The Ford Family Foundation has named UO Career Instructor Mike Bray a 2013 Hallie Ford Fellow in the visual arts. The $25,000 award is given to artists who have demonstrated excellence in their work and who show potential for significant advancement.
Bray is a practicing artist and career instructor in the Department of Art at UO. A jury of five arts professionals selected Bray (Eugene), Cynthia Lahti (Portland), and D.E. May (Salem) from 183 applicants for the fellowships. Each receives the unrestricted cash award and will join nine prior Hallie Ford Fellows in a traveling exhibition curated by independent curator Cassandra Coblentz and organized by the Museum of Contemporary Craft.
Bray's conceptualization taps into a blend of pop culture, influences, and references that weave sculpture, photography, and videos into multimedia installations.
"He is focused on the ways, as spectators, we actively expand and populate cinematic worlds, spinning a keyhole view of a story into something emphatically alive,” the panel said. “There is a fine craft aesthetic underpinning his work, something often underplayed in the digital field. His level of craft is so high you don't question it — it looks flawless."
Bray received his BA in English from the University of Illinois in 1997. He moved to Oregon and completed his MFA in 2008 at UO, where he currently teaches in the Department of Art. He has been exhibiting for the past nine years in solo and group exhibitions in the Pacific Northwest, California, Pennsylvania, Texas, Illinois, as well as in Canada and Ireland.
In 2012 he received an Oregon Arts Commission individual fellowship and was singled out for the Joan Shipley Award. He was also a finalist for the Betty Bowen Award granted annually by the Seattle Art Museum. His commitment to his fellow artists is illustrated in his cofounding and codirector roles at Ditch Projects in Springfield, Oregon, an artist-run studio, installation, and performance space whose mission is to provide a progressive and permissive venue for the visual and performing arts. He also serves as cofounder and codirector of the Coast Time Artist Residency in Lincoln City, Oregon.
"My work explores the relationship between the audience and the spectacle of film,” he said. “Winning the Hallie Ford will allow my work to more strongly enter a larger national and international discourse that I can bring back to the region."
Anne Kubisch, president of the foundation, said "our 2013 fellows have demonstrated a tremendous commitment to their practice of art as well as to their fellow artists. These three artists are walking somewhat different paths but each is conceptualizing and creating stellar work.”

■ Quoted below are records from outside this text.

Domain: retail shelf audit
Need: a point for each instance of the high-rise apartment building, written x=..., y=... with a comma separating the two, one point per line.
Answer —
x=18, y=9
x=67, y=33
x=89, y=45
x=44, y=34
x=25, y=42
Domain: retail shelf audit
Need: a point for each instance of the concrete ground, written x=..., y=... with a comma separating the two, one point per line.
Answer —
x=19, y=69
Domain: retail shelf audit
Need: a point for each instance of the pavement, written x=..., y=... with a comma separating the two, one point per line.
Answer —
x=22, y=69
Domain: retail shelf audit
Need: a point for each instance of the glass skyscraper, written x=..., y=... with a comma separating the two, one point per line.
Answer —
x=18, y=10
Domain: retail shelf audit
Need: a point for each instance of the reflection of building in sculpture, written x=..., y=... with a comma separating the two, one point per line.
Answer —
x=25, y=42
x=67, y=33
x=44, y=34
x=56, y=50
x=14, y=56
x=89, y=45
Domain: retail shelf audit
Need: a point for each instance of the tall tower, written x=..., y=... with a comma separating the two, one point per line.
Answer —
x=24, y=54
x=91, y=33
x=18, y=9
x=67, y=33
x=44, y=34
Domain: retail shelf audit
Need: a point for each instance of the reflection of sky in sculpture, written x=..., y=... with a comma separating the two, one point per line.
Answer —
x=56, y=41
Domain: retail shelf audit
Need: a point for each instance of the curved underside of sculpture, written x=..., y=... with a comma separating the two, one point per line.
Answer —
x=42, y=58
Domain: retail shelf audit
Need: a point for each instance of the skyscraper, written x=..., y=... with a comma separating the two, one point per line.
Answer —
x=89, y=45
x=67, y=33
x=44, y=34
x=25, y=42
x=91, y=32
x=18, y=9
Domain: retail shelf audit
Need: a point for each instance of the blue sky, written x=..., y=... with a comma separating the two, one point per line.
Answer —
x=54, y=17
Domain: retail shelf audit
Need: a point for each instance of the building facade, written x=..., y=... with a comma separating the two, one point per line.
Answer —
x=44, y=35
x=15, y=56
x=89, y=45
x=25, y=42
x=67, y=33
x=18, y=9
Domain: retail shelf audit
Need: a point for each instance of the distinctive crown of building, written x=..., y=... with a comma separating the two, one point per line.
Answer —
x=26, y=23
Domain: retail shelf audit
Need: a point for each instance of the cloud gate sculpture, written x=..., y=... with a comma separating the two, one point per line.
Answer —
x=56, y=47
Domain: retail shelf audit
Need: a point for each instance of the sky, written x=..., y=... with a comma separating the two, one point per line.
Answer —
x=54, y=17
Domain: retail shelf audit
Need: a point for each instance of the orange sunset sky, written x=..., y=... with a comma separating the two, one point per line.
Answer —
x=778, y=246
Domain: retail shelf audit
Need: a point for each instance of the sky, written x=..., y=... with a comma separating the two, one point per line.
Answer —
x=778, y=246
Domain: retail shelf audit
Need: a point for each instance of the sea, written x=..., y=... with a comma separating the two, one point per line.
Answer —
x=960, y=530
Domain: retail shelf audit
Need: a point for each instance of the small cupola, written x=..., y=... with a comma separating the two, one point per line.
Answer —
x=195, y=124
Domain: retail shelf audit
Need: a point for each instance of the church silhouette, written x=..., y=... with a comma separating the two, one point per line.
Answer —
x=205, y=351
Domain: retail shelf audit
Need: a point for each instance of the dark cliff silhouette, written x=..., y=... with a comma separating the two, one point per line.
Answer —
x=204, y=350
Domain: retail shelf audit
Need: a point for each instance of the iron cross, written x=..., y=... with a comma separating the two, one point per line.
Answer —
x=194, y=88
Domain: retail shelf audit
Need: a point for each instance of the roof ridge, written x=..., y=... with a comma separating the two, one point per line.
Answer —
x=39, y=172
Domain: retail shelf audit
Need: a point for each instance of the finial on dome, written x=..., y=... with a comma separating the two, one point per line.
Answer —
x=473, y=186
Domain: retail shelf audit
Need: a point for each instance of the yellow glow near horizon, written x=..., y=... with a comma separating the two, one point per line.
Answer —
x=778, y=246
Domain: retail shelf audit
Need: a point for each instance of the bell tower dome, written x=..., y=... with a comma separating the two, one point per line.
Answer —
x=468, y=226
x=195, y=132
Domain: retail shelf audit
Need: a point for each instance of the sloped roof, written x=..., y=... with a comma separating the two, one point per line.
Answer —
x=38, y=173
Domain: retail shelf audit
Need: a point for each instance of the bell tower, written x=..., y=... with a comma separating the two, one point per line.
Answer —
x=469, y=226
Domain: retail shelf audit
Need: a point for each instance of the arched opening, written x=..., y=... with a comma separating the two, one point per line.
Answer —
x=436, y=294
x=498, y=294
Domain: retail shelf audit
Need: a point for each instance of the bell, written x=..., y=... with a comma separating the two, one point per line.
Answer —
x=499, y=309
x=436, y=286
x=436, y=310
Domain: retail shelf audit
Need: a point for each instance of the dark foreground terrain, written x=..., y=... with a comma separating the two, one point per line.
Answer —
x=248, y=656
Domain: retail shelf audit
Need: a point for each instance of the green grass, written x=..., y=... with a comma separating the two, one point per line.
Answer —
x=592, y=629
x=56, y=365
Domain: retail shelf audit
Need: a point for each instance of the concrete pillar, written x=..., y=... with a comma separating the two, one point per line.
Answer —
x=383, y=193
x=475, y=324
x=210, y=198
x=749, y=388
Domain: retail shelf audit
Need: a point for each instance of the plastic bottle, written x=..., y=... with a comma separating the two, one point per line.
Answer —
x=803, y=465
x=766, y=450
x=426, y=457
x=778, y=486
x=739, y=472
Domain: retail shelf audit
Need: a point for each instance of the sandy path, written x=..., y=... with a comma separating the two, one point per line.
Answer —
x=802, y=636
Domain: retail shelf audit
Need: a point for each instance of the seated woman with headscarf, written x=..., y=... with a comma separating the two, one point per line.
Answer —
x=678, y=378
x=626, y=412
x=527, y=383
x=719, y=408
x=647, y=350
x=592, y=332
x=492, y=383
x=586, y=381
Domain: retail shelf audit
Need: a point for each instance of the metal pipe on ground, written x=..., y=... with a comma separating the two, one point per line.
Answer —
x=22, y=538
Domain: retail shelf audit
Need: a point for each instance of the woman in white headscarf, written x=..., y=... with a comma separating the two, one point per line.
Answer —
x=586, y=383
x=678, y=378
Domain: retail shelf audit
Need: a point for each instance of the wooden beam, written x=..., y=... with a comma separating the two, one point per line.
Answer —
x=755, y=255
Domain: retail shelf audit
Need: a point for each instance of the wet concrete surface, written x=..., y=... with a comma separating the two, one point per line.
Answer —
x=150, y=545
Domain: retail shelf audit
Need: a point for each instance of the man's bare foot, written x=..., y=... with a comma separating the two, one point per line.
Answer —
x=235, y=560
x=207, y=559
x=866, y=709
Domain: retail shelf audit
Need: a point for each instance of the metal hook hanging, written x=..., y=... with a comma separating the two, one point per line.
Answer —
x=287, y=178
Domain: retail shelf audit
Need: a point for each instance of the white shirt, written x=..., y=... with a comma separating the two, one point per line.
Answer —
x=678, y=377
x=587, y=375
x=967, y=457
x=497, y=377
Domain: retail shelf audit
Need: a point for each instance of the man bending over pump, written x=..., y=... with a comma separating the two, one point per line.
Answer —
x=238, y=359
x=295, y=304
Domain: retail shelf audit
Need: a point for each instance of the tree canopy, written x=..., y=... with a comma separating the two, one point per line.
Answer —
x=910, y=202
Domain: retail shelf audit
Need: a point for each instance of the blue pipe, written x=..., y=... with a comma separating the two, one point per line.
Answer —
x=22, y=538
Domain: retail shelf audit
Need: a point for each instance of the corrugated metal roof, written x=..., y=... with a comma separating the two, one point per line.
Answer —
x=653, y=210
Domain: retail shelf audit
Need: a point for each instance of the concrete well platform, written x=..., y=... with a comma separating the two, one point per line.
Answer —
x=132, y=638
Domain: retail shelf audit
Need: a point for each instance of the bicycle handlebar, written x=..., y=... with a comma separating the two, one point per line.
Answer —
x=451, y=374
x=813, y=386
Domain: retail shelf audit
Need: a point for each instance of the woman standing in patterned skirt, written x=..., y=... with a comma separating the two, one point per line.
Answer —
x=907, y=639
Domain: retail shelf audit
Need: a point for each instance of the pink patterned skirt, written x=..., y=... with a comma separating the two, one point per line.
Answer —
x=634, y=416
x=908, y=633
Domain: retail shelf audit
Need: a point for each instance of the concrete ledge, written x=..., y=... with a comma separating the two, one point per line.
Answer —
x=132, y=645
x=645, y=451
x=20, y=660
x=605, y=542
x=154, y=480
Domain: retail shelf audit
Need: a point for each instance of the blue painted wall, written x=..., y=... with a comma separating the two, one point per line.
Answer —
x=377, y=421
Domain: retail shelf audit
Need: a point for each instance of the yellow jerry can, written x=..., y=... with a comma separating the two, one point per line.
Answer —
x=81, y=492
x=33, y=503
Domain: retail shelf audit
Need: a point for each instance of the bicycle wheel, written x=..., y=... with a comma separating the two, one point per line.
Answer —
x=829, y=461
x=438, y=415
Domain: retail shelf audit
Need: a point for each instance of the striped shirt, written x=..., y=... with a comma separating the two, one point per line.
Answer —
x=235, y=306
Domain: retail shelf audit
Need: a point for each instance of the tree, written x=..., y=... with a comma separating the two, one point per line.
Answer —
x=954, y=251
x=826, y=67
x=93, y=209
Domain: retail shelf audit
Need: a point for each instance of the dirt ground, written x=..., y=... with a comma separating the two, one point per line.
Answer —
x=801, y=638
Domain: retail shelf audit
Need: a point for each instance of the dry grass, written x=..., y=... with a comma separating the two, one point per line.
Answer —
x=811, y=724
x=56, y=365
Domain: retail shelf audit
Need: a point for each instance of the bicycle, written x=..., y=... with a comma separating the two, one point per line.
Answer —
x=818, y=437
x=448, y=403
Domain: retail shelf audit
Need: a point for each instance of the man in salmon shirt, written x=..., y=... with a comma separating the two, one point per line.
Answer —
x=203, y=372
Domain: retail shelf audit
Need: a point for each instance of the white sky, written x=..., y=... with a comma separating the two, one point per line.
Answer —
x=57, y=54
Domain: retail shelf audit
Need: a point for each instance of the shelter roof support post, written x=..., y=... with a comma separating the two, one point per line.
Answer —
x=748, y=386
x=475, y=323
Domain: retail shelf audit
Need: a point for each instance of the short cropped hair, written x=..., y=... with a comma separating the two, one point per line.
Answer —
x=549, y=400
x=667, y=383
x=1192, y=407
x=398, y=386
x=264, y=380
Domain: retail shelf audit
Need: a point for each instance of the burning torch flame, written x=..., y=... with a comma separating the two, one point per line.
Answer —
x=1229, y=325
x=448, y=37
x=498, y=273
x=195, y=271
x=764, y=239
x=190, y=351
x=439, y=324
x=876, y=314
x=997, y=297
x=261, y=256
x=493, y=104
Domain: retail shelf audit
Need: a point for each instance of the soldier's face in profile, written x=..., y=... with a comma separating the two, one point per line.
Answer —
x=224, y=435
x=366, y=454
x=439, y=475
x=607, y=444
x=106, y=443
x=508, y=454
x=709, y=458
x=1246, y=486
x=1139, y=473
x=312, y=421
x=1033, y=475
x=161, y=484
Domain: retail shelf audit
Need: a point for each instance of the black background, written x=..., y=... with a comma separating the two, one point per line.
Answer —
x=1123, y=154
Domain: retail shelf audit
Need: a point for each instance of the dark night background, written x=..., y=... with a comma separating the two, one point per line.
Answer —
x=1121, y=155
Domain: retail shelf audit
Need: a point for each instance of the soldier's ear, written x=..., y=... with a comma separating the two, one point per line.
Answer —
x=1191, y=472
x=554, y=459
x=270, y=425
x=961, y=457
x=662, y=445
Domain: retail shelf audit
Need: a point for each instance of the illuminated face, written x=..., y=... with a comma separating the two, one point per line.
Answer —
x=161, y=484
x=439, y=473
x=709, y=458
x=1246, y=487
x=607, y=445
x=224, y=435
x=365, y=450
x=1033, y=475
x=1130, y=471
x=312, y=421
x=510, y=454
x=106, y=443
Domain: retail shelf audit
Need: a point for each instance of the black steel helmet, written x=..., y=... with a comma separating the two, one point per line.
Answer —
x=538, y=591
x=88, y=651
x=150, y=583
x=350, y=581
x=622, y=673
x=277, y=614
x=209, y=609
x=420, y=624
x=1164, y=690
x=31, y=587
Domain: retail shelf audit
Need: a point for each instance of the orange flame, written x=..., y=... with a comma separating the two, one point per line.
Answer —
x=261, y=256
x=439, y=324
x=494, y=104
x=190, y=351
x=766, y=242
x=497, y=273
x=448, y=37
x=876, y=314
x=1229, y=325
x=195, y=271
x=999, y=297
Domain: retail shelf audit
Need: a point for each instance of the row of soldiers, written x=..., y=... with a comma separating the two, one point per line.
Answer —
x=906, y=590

The panel of judges said the artists represent three different practices (conceptual installation, figurative sculpture, and found materials), three different ways of being an artist in Oregon, three different communities in Oregon, and three different generations. The jurists noted that each is at a pivotal moment of change in their respective practices, and that their work is on the threshold of “something potentially transformative.”
Panelists included George Baker, professor of art history, University of California, Los Angeles; Lawrence Fong, former associate director and curator of regional art at the Jordan Schnitzer Museum of Art at the University of Oregon; Clara Kim, senior curator of visual arts, Walker Art Center, Minneapolis; Lawrence Rinder, director, Berkeley Art Museum and Pacific Film Archive, University of California, Berkeley; and Prudence Roberts, art history professor, Portland Community College, and independent curator.
The Ford Family Foundation established the Visual Arts Program in 2010 to honor the late Hallie Ford's interests in the visual arts with the goal to help accelerate an enhanced quality of artistic endeavor and body of work by Oregon's most promising midcareer visual artists and to improve Oregon's visual arts ecology by making strategic investments in Oregon institutions that further the progress of these artists. This $3.5 million, five-year proactive grant program provides a range of resources to assist these artists and the visual arts institutions that further the creation and exhibition of Oregonians' work.